Artists committed to justice.

Des artistes engagés pour la justice.

On May 25, 2020, George Floyd, a 46-year-old black man, died while being in police custody in Minneapolis, Minnesota (United States). As the witness videos show, the victim displayed no resistance, and there is no justification for the staggering violence in which the arrest took place. Four police officers hold him, including Derek Chavin, who is responsible for the death of this father in handcuffs, beaten and pressed on the ground until asphyxiation. An "incident" like many others in the country where police violence against the African American population is common and where the police kills with impunity. Followed by protests across the United States, a firm response to injustice from weary people who demand change. The indignation and the mobilization has crossed the borders and in France also the movement is resumed.

People show their support by signing many petitions which are circulating social media networks, and each of them lends its voice in favor of the protests. This is also the case for artists who get involved, and more particularly in Nantes for street artists. In an Extraordinary garden, in Bas-Chantenay, a fresco in homage to Georges Floyd has appeared. Graffiti signed Itvan.K, a member of the Black Lines collective who uses paint spray to fight. The group’s objective is to promote political graffiti and it is already positioned itself in the past against the police violence. In XNUMX, Itvan.K and Lask produced a black and white fresco showing a Marianne with a Molotov cocktail in hand, facing an insurrection scene in front of a burning car. This painting was made by the two artists during the time and at proximity of a rally against "anti-cop hatred" organized by the Alliance police union and witnessed the ignition of a police vehicle on the Valmy dock. The graffiti was immediately censored and covered up.

Meanwhile, the graffiti in the Extraordinary garden already attracts a lot of people, a great initiative in the world of street art.

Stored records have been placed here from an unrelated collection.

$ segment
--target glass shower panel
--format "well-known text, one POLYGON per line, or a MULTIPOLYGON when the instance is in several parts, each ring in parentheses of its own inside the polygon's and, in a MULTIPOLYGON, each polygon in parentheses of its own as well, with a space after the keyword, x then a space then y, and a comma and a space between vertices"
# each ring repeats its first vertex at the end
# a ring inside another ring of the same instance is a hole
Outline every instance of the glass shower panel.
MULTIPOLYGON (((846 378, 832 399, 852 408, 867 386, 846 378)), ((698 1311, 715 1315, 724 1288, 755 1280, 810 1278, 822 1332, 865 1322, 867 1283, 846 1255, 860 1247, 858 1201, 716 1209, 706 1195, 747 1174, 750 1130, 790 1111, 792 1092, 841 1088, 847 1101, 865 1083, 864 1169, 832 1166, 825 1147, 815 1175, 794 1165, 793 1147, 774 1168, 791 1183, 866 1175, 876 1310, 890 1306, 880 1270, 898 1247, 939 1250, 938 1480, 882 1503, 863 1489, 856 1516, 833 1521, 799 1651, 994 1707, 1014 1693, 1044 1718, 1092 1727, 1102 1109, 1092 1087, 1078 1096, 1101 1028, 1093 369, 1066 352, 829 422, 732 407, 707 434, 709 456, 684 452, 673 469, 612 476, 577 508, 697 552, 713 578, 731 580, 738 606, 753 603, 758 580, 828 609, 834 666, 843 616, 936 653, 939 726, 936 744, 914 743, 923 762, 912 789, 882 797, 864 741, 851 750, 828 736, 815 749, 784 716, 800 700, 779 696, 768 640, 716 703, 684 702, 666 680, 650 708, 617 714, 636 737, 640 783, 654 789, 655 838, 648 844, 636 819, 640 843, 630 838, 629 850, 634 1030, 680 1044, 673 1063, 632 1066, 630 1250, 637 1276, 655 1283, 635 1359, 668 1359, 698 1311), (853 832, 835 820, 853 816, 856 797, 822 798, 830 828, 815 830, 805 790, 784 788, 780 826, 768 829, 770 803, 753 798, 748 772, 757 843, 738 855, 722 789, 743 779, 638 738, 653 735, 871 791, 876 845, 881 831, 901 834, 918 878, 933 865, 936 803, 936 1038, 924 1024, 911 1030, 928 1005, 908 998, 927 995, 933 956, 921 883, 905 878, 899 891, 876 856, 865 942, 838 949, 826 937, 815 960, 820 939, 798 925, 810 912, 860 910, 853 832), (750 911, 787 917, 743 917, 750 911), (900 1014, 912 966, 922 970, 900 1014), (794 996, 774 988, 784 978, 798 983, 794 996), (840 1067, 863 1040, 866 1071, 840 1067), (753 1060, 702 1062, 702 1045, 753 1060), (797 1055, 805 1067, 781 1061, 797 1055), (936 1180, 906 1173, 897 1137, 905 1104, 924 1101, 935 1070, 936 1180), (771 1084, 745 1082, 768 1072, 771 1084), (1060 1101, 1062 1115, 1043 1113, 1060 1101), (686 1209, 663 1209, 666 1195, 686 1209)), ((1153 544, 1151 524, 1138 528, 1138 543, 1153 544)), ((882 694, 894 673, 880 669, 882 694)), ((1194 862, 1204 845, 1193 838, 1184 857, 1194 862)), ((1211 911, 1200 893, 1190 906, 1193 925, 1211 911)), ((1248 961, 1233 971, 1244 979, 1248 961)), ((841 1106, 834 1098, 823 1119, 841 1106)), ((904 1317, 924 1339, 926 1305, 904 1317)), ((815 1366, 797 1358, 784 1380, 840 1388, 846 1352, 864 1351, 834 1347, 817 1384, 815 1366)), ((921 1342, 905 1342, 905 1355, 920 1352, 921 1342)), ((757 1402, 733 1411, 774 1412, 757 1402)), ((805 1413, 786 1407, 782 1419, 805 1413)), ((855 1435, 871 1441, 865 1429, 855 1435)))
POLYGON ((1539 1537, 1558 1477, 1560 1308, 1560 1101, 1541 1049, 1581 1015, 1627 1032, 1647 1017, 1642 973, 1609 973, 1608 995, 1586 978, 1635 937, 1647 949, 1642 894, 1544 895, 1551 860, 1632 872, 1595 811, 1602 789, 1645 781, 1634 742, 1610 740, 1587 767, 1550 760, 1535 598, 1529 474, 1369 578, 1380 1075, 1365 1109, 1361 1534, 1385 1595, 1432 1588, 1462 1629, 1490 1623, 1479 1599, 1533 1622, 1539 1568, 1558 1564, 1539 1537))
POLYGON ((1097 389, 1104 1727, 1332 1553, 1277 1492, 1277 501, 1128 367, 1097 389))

We see a banner that displays a poignant slogan: "Let us breathe". A strong formula which echoes the last words of Georges Floyd, "I can't breathe", but also those of Adama Traoré, who died like many others in France under the violence of the "peacekeepers" who pressed him on the ground, depriving him of air forever. We also see demonstrators, a burning police car, and an officer kneeling on the body of a man on the ground. A representation of the climate of revolt which hovers and a call to consciences to wake up.


#it's life

1 comment

  • Marie

    Even in confinement we need art and culture.